Petro also promised to make climate alarmism a cornerstone of his policies, claiming his government was open to eradicating all fossil fuels.
“Climate change is a reality. And it is urgent. That is not the left or the right speaking, that is science saying it,” Petro insisted, adding that Colombia required funding from wealthy countries to do its part to stop the allegedly incoming climate catastrophe.
“We are willing to transition to an economy without coal and without petroleum, but we will be of little help to humanity with this,” Petro said. “We are not the ones emitting greenhouse gases – it is the rich people of the world who do this, bringing humanity closer to its extinction.”
The threat to end Colombia’s fossil fuel industry arrives with the context that Colombia has been energy independent since 1987 due to its efficient use of both coal and gasoline. Crude oil and coal are the nation’s top legal exports.
Petro proposed wealthy nations either redistribute wealth to his government to fight climate change or “exchange external debt for internal expenses to save and recover our jungles, forests, and wetlands” – meaning, forgive Colombia’s foreign debts as a form of climate justice.
Elsewhere in the extended speech, Petro also promised more “peace” talks with terrorist organizations. Under former President Juan Manuel Santos, Colombia embarked on a communist Cuba-led “peace” process with the FARC that resulted in the implementation of an unpopular deal with the terrorist organization in 2016. The Colombian people voted against it, but Santos unconstitutionally overrode the results of that referendum, garnering a Nobel Peace Prize for his effort. Colombia, and the world, have experienced record-high cocaine production since the “peace” deal went into effect. In June, the United Nations Office on Drugs and Crime (UNODC) published its latest report, covering 2020, warning that Colombia had increased its cocaine production even as it limited the land used for coca cultivation due to technological advances that improved cultivation, requiring less space.
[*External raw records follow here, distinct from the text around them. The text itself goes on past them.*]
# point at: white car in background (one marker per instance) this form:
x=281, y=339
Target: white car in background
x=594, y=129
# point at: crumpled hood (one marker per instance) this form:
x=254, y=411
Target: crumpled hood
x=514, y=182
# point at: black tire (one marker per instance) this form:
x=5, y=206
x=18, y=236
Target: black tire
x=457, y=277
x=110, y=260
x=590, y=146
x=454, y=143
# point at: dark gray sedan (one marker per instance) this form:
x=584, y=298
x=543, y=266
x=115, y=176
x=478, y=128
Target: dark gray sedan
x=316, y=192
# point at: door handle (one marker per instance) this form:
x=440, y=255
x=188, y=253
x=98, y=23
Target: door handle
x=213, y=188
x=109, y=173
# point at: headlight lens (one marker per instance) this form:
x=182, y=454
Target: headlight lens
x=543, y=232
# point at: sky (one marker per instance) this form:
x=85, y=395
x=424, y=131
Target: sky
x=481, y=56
“I will dialogue with everyone, with no exceptions and no exclusions,” Petro promised on Sunday. “This will be a government of open doors for anyone who wants to discuss the problems of Colombia. Whatever their names, wherever they are from. The important thing is not where we come from, but where we are going.”
Petro’s own past with the M19 guerrilla became the source of an awkward moment during his inauguration when, in what should have been his first act as president, Petro requested the sword of founding father Simón Bolívar, a tradition in the inauguration process. M19 famously stole the sword in an act of Marxist protest in 1974. Duque refused to hand it over, citing “security reasons.” The Colombian military ultimately handed the sword over following the inauguration.